Mobile application management isn’t a cure-all for the problem of controlling corporate assets on personal devices. Users will still need a good deal of convincing and persuading -- or, if you prefer a gentler term, “education.”
During this week’s SearchCIO tweet jam on mobility, I got a wakeup call regarding users’ trust (or lack thereof) in IT and the general lack of knowledge around mobile application management (MAM). We typically accept the fact that mobile device management (MDM) won’t work for BYOD because users won’t give IT permission to delete their personal apps and data.

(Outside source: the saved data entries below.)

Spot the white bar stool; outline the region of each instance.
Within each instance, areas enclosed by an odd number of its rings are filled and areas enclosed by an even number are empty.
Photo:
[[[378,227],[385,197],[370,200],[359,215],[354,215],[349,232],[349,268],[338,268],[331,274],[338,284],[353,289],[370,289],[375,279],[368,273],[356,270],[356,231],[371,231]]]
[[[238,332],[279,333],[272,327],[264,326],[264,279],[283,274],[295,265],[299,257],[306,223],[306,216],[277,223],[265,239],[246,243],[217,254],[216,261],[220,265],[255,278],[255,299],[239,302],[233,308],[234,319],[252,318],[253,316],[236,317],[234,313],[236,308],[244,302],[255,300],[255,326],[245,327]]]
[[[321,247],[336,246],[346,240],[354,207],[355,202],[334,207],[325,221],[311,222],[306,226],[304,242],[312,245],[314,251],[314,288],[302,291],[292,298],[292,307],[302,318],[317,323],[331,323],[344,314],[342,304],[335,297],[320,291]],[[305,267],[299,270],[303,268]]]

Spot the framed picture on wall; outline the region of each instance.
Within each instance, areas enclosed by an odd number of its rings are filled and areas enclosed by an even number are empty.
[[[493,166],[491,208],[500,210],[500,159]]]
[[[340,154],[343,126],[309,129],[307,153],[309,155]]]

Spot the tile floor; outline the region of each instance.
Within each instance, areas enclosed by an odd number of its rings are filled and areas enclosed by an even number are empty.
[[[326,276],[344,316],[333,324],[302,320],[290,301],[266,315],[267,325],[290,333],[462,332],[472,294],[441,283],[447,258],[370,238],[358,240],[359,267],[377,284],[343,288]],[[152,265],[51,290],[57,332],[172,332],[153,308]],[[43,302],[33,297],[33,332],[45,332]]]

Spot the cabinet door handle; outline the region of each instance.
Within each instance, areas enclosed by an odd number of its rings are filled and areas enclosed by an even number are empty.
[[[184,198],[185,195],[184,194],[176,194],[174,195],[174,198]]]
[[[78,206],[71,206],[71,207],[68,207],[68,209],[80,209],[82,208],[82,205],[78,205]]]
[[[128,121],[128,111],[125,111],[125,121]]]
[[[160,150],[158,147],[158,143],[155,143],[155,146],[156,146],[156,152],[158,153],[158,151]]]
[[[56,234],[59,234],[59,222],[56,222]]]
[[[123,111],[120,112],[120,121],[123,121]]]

What we don’t expect, however, is for that same resistance to exist around MAM.
When the issue of MDM and BYOD came up in the tweet chat, I posted what I thought was a generally accepted statement: “If IT can wipe corporate, containerized data and apps and leave personal stuff alone, users will consent.” That led to this conversation:
The mobile elite may see MAM (and, to a similar extent, mobile virtualization/ dual-persona technology) as an easy way to separate corporate and personal assets (and control over those assets) on the same device. But some users will see it as a piece of software that YOU’RE installing on MY phone that will give YOU control.
As MAM continues to make inroads -- remember, a lot of IT people haven’t even heard of it -- we must keep in mind that the technology alone will not solve any problems. Organizations will need to prove to users -- through training, demos, etc. -- that they have no desire to view or control their personal content, and furthermore, that they couldn’t do it even if they wanted to.
Just like any other mobility initiative, without user buy-in, MAM will fail.